Dayton, you won’t fully realize what you lost until long from now. Just remember, you read it here first.

Woodland Cemetery Wayne Avenue entrance gate

I’ve been the keeper of the keys to the gates to Woodland Cemetery Wyoming Street for about a year.  Now, I have keys to the Waldo Street off Wayne Avenue entrance gate.

If you live along Wayne and would like access to one of Dayton’s best walking tracks, please stop by my office, The Next Wave, 100 Bonner Street, Dayton OH 45410 between 9am and 6pm.

Let’s discuss “Green” housing and renovation

I’m driving up and down Brown Street- trying to imagine it without the Frank Z building. The thought depresses me. Just like I miss the old churches in the Oregon District that are gone, like I miss the terra cotta tiles on the gas station/tire store that was there before the Cooper Lofts- I miss the old Todd Burlesque theater- and even the Art Theater on Wayne. And while the new Litehouses on Patterson certainly look better than the parking lot- I worry about the fate of other buildings- like Canal Street- and the old Etman’s Photo across the street.

Old timers miss Steele High School, and the old library downtown. I remember the massive Rikes- which got replaced by the Schuster- which still makes me feel like I’m inside an ant farm in the “Winter garden.”

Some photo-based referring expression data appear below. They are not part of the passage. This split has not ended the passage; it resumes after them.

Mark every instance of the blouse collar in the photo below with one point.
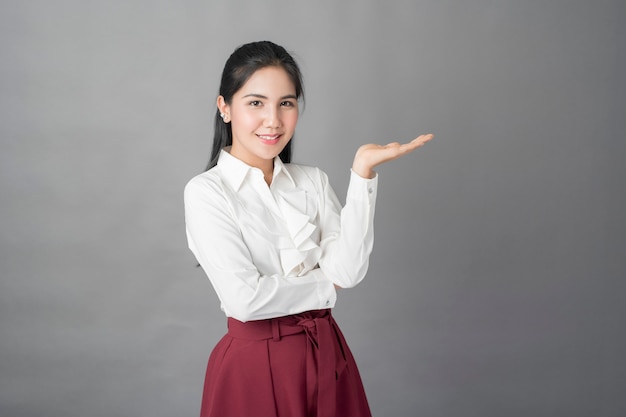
(234, 171)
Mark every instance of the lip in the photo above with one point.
(270, 139)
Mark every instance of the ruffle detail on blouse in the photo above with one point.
(305, 254)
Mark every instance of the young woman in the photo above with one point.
(276, 245)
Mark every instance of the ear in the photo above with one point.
(224, 109)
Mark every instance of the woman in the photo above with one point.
(276, 245)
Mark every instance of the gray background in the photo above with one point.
(497, 283)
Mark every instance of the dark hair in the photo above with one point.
(240, 66)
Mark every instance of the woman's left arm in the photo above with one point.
(348, 232)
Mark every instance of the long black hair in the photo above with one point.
(240, 66)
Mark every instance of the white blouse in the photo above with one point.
(278, 250)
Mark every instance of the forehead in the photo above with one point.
(269, 81)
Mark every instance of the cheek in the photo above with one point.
(292, 120)
(243, 121)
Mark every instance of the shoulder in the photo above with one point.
(205, 184)
(304, 172)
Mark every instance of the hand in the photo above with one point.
(370, 155)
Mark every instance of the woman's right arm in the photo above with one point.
(215, 239)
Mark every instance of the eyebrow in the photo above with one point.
(293, 96)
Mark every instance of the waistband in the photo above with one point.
(278, 327)
(326, 358)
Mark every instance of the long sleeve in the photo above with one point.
(348, 232)
(215, 238)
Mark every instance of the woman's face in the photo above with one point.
(263, 116)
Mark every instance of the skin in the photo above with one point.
(263, 116)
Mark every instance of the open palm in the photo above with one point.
(371, 155)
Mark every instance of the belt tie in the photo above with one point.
(325, 357)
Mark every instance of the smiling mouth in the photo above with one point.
(269, 139)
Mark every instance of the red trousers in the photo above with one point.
(293, 366)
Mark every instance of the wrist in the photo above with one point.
(363, 171)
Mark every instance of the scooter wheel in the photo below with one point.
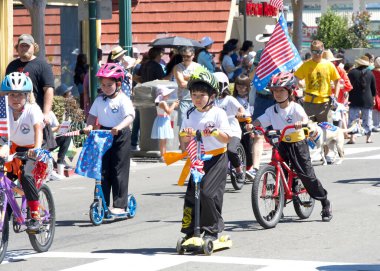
(208, 247)
(96, 214)
(179, 247)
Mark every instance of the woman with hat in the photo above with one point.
(205, 58)
(362, 96)
(162, 128)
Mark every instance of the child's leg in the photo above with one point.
(232, 153)
(162, 147)
(119, 168)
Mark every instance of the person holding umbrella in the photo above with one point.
(182, 73)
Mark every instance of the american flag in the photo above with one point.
(279, 54)
(4, 119)
(277, 4)
(192, 150)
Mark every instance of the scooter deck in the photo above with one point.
(197, 243)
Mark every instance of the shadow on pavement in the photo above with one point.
(373, 181)
(353, 267)
(143, 251)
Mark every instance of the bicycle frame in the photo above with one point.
(280, 165)
(7, 188)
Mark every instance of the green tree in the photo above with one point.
(359, 30)
(333, 30)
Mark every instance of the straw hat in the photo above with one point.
(162, 91)
(267, 33)
(117, 51)
(328, 55)
(362, 61)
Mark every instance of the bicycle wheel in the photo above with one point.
(42, 241)
(303, 203)
(267, 208)
(4, 234)
(96, 213)
(241, 153)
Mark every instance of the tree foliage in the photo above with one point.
(359, 31)
(333, 31)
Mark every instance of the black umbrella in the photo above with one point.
(173, 42)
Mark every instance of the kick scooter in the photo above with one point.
(197, 243)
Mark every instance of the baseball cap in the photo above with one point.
(26, 38)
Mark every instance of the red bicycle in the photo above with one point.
(277, 184)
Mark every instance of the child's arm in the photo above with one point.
(168, 109)
(125, 123)
(91, 122)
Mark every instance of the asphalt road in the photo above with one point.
(351, 241)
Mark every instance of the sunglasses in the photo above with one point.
(317, 52)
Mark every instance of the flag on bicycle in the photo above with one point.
(4, 117)
(90, 159)
(279, 55)
(277, 4)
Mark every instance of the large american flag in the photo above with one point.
(277, 3)
(279, 55)
(4, 119)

We’re on a demolition binge in the city- in a race to tear down houses faster than the arsonist torch them. Of course, City Commissioner Nan Whaley leads the charge (thanks to big donations from a demolition contractor) and being elected as a mere renter. Leave no old house standing, yet, the neighborhoods that are doing the best- are the ones where we’ve made it near impossible to tear things down- the Historic Districts.

Turns out, they may have been on to something- it’s actually possible to do the math that recycling housing can be a lot “greener” than the new ones with all their fancy LEED certifications:

Historic preservationists say renovating an old building is almost always better for the environment than framing up a new one. You don’t add to sprawl by taking up more land. And, you don’t waste all the energy and resources, like wood and metal, already in existing buildings. But people don’t often equate old buildings with “going green.”

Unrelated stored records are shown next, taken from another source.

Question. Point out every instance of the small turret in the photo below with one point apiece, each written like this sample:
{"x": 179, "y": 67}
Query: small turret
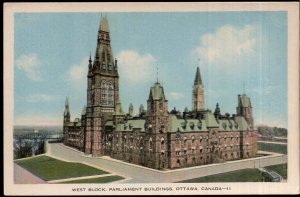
{"x": 131, "y": 110}
{"x": 90, "y": 65}
{"x": 142, "y": 110}
{"x": 198, "y": 93}
{"x": 244, "y": 109}
{"x": 119, "y": 113}
{"x": 217, "y": 112}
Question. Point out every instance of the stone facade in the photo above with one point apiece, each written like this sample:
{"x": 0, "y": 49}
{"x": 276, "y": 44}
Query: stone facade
{"x": 156, "y": 138}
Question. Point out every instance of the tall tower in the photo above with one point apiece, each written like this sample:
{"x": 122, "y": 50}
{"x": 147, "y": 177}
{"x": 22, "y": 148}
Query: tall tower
{"x": 67, "y": 117}
{"x": 244, "y": 109}
{"x": 157, "y": 124}
{"x": 67, "y": 114}
{"x": 198, "y": 93}
{"x": 102, "y": 90}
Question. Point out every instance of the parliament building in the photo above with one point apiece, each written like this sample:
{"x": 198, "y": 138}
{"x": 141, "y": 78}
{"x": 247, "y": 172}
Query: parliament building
{"x": 156, "y": 137}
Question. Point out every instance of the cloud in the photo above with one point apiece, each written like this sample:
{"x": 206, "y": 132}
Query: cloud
{"x": 35, "y": 98}
{"x": 34, "y": 120}
{"x": 30, "y": 64}
{"x": 136, "y": 67}
{"x": 227, "y": 45}
{"x": 78, "y": 72}
{"x": 265, "y": 90}
{"x": 176, "y": 95}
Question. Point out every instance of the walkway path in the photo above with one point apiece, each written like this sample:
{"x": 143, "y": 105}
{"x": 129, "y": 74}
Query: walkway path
{"x": 140, "y": 174}
{"x": 22, "y": 176}
{"x": 80, "y": 178}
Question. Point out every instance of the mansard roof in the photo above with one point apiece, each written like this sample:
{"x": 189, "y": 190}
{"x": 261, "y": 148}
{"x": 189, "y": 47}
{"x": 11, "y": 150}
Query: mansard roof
{"x": 129, "y": 125}
{"x": 236, "y": 123}
{"x": 157, "y": 92}
{"x": 187, "y": 125}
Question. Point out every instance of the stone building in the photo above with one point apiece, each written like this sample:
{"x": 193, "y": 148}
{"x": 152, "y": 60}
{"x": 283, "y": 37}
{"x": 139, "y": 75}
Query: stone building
{"x": 156, "y": 137}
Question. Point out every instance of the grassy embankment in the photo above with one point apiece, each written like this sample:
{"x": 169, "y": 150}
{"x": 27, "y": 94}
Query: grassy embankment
{"x": 277, "y": 148}
{"x": 48, "y": 168}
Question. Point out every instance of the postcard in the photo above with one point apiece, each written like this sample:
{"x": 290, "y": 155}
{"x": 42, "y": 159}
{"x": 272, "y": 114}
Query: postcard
{"x": 151, "y": 98}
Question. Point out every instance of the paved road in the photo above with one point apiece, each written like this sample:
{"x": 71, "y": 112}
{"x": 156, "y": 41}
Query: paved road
{"x": 22, "y": 176}
{"x": 140, "y": 174}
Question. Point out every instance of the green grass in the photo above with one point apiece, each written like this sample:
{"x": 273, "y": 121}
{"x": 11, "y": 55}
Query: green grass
{"x": 48, "y": 168}
{"x": 106, "y": 179}
{"x": 277, "y": 148}
{"x": 280, "y": 169}
{"x": 245, "y": 175}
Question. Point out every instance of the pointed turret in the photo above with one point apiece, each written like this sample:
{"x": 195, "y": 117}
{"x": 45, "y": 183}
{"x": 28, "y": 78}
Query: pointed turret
{"x": 90, "y": 65}
{"x": 83, "y": 110}
{"x": 104, "y": 25}
{"x": 217, "y": 112}
{"x": 198, "y": 93}
{"x": 244, "y": 109}
{"x": 104, "y": 62}
{"x": 67, "y": 114}
{"x": 198, "y": 80}
{"x": 141, "y": 110}
{"x": 119, "y": 110}
{"x": 130, "y": 110}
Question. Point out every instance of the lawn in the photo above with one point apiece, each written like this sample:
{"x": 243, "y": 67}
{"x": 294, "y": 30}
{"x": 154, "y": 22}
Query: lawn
{"x": 245, "y": 175}
{"x": 280, "y": 169}
{"x": 48, "y": 168}
{"x": 106, "y": 179}
{"x": 277, "y": 148}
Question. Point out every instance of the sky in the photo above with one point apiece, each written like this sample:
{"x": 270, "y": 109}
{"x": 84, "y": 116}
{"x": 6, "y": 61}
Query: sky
{"x": 237, "y": 52}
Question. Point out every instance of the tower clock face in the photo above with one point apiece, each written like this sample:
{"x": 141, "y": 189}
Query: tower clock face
{"x": 107, "y": 93}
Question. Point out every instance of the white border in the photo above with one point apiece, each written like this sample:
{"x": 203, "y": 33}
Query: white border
{"x": 291, "y": 187}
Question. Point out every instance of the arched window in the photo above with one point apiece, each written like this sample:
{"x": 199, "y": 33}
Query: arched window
{"x": 108, "y": 55}
{"x": 150, "y": 143}
{"x": 193, "y": 139}
{"x": 185, "y": 141}
{"x": 107, "y": 93}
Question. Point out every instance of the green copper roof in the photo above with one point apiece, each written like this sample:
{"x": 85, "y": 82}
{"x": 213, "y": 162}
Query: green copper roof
{"x": 198, "y": 80}
{"x": 118, "y": 109}
{"x": 242, "y": 124}
{"x": 131, "y": 125}
{"x": 157, "y": 92}
{"x": 188, "y": 125}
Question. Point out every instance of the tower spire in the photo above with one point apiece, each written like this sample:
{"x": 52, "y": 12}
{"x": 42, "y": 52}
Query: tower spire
{"x": 198, "y": 80}
{"x": 157, "y": 73}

via This old house may be the greener one | Marketplace From American Public Media.

Considering the population isn’t growing, it seems the main reason for demolition is to artificially prop up values by decreasing inventory (and to funnel money into donors’ pockets). Yet, the way the market works best is when the values are allowed to drop- and opportunity arises. I bought my 1,800 sq ft Victorian for $14,500 in 1986- as a young lad, because I could afford it- and the upgrades it needed to become a home. This home, my office, and my cottages all could have been demolished had they not had historic zoning protection- and those nutcase people who don’t believe that tearing everything down is the solution.

I look at the “University Place” building at Stewart and Brown- built by Miller Valentine- and dread what they will build to replace the regal Frank Z. I look at the Sonic on Wilmington (and everywhere else around town) and think- we had one at Stewart and Brown- it was called Frish’s and it was the real deal. There will never be another Dominic’s- which was hacked together using three houses and who knows what else- and we use excuses like ADA requirements, and modern building codes to stifle redevelopment- but what are we really doing? Filling landfills with perfectly usable resources. That’s why the deconstruction business is booming- yet, the market for re-use of these materials still hasn’t quite developed.

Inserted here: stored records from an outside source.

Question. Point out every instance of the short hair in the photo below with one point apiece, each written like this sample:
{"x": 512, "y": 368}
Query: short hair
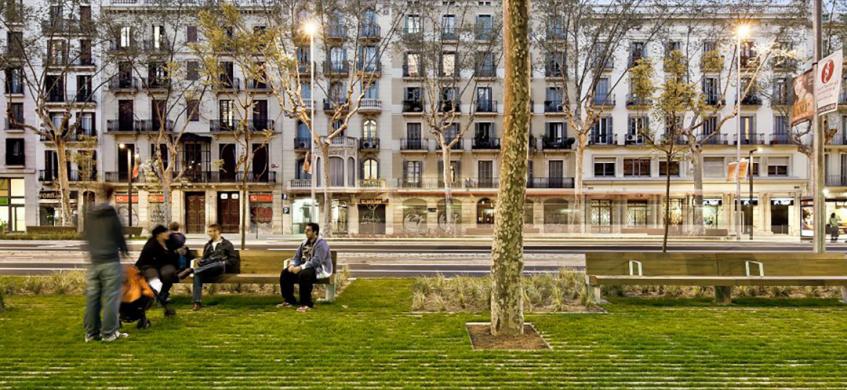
{"x": 108, "y": 191}
{"x": 315, "y": 227}
{"x": 159, "y": 229}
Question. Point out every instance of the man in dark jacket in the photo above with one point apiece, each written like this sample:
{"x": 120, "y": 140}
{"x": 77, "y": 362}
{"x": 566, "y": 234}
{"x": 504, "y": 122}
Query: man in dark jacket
{"x": 159, "y": 266}
{"x": 106, "y": 244}
{"x": 218, "y": 257}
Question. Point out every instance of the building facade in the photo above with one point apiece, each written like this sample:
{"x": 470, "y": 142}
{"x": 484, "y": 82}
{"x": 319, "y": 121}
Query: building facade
{"x": 385, "y": 171}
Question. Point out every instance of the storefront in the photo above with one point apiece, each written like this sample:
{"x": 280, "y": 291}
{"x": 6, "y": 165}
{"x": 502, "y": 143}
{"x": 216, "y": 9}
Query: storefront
{"x": 12, "y": 205}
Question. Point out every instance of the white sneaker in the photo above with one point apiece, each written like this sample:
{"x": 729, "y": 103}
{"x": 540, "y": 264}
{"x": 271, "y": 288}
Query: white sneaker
{"x": 115, "y": 336}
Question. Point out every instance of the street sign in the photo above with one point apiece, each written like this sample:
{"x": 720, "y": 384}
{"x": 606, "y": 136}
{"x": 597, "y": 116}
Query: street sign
{"x": 828, "y": 83}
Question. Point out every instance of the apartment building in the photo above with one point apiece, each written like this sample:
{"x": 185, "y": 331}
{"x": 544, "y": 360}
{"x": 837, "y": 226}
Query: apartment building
{"x": 386, "y": 170}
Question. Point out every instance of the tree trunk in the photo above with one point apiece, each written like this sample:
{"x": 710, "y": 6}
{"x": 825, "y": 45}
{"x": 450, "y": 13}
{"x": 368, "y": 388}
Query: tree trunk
{"x": 448, "y": 189}
{"x": 667, "y": 218}
{"x": 64, "y": 186}
{"x": 697, "y": 224}
{"x": 507, "y": 248}
{"x": 579, "y": 157}
{"x": 326, "y": 229}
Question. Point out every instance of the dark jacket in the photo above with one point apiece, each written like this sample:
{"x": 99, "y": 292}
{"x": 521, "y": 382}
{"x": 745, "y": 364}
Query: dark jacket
{"x": 223, "y": 252}
{"x": 104, "y": 233}
{"x": 155, "y": 255}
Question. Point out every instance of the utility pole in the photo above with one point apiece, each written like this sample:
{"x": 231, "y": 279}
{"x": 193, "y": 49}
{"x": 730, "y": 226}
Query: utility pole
{"x": 819, "y": 200}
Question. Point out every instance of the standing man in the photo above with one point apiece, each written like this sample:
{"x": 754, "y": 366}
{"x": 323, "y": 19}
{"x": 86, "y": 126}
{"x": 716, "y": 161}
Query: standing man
{"x": 312, "y": 261}
{"x": 218, "y": 257}
{"x": 106, "y": 244}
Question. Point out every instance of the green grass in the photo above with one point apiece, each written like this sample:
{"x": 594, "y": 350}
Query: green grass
{"x": 370, "y": 338}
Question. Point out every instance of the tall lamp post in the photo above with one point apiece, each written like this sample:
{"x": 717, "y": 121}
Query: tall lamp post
{"x": 750, "y": 180}
{"x": 741, "y": 32}
{"x": 311, "y": 29}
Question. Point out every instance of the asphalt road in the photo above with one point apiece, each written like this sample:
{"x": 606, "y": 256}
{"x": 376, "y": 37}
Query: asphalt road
{"x": 400, "y": 258}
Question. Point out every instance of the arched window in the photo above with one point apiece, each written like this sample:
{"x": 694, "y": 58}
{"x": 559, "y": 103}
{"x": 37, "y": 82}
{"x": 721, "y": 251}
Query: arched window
{"x": 485, "y": 212}
{"x": 369, "y": 129}
{"x": 370, "y": 169}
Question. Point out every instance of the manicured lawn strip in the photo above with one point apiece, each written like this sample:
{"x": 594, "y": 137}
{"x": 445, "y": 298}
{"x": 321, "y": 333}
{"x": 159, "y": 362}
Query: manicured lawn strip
{"x": 369, "y": 338}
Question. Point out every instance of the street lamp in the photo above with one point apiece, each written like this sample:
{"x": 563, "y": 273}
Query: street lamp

Is it time to start encouraging reuse of at least the materials for new construction- like we do with paper: “The building contains 30% post construction materials”- or requiring removing x numbers of vacant square footage in order to add y square footage to our community inventory? The Frank Z building’s facade couldn’t be rebuilt for a million dollars- and will just end up in a landfill- why don’t we have incentives to  at least keep it- and for re-using materials from the sprawling back of the building?

Green isn’t always new. Green is what we do with what we have too.